Spokesperson Leslie Fitzwater confirmed for ILN that the victim was timberman Charles McIntire, 62, who was just a few months from marking ten years with the northern West Virginia operation.
Preliminary findings, she said, reveal that McIntire, who died at the surface of the Shoemaker complex in Marshall County, was attempting to use a jumper cable to move a ditch digger machine.
“The machine failed to coast through a gap in the trolley wire, and the victim dismounted to connect the jumper cable to the trolley wire to move the machine through the gap,” Fitzwater said.
“McIntire placed one end of the nip of the jumper cable on the energized trolley wire and then placed one end on the harp of the machine’s trolley pole. An eyewitness account indicated that when the victim placed the nip on the harp, the machine suddenly moved forward and ran over him.”
Operations at the mine have resumed and state and federal investigations into the incident are ongoing.

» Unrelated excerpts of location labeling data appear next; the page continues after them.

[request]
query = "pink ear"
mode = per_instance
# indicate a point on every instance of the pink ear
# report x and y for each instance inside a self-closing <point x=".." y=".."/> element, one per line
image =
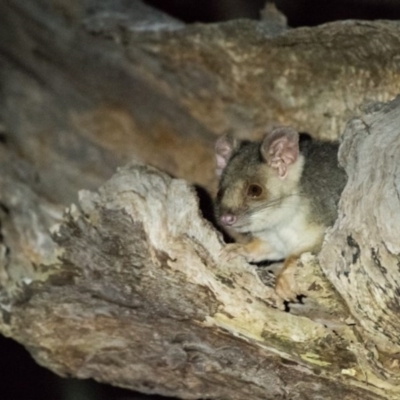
<point x="280" y="149"/>
<point x="224" y="148"/>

The fatality is the second at a Consol mine in 2011; the first occurred in February when the driver of a dozer at the nearby McElroy mine in West Virginia was trapped between his vehicle and a water truck.
McIntire’s death is also the seventh in West Virginia this year.
Shoemaker, a longwall mine which extracts from the prolific Pittsburgh coal seam, produced 3.9 million tons last year. A $US205 million upgrade to its facilities, which included a new overland and underground conveyor system, was also completed in 2010.